Прочел, остановился и сквзал, как бы поясняя дальнейшее:
— За Епифаном мы вкупе цилу ночь по звездах глядели… И такое устроения звезды прияли, як тут начертано. Подивися, государь.
Показав чертеж, Полоцкий снова торжественно, ударяя на концах строк, стал читать:
— Вчерась ли преславный Царь-град от Турков пленися.
Днесь — начало избавленья ему преславно явися.
О, Константине-граде, зело веселися!
И святая София-церковь торжественно радуйся![7]

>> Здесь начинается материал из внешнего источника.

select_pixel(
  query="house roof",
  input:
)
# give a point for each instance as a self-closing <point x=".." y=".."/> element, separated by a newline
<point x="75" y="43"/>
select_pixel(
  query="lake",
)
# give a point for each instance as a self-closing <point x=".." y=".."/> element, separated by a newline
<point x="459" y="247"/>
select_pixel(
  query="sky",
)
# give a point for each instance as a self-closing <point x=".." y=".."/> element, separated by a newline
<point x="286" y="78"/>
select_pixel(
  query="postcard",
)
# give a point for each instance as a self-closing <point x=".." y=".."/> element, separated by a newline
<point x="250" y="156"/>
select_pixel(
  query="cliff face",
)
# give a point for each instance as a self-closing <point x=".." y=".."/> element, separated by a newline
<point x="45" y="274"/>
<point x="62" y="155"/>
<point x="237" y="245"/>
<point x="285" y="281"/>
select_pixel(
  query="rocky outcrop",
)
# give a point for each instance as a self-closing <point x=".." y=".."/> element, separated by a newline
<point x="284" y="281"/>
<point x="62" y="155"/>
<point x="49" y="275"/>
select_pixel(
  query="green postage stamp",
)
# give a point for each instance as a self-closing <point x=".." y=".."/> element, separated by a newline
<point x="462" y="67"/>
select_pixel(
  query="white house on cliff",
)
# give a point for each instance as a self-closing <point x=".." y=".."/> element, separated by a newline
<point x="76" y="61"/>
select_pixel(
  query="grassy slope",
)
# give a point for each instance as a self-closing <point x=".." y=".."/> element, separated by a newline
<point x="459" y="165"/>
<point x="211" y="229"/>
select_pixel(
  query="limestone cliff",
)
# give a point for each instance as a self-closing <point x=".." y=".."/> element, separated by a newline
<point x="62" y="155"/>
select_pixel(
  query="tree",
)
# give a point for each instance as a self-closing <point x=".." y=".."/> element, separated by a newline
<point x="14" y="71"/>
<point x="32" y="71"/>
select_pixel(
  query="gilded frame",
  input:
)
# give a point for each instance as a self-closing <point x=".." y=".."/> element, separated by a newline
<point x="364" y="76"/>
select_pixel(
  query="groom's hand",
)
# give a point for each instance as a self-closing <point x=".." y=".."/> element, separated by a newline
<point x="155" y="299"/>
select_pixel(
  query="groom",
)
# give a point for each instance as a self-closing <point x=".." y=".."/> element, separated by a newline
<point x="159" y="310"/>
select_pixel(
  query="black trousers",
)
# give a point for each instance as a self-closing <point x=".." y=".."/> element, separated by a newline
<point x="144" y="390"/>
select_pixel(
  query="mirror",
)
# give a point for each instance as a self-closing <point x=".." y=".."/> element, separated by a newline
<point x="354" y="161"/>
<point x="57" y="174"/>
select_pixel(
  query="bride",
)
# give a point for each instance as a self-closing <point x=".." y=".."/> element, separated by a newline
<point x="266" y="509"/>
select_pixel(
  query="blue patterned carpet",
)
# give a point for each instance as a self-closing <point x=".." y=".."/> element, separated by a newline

Се бо преславный ныне нам родися царевич,
Великий князь Московский и всея Руссии,
Петр Алексиевич — начало спасения.
Ты, царствующий град Москва — просветися,
Ибо радость велия сыну царскому вселися!
Укрепит он твои стены,
Да будут окрест ограждены.
Багрянородный царский сыне,
Петр, иже нарицаеся Камень ныне.
Храбр и страшен вельми врагам сопротивен
И мать быти. Похвала вечна Россианам
Сим царем утвердися. Петр — есть камень счастья Руссии,
Камень, точащий воду живую, иже жаждущие —
Имать напоити, утвердить церковь, сени нетленные,
Прославить Руссию до конца вселенные.
И ты, планида Ареус и Зевес, веселися!
В ваше бо сияние царевич той родися.
Четвероугольный аспект[8] произыде,
Яко той царевич четыре царства имати…
И четвероконечие планеты знамя прославляет,
Яко четверьмя части моря обладает,
От Бога ему седьми планид естество дадеся.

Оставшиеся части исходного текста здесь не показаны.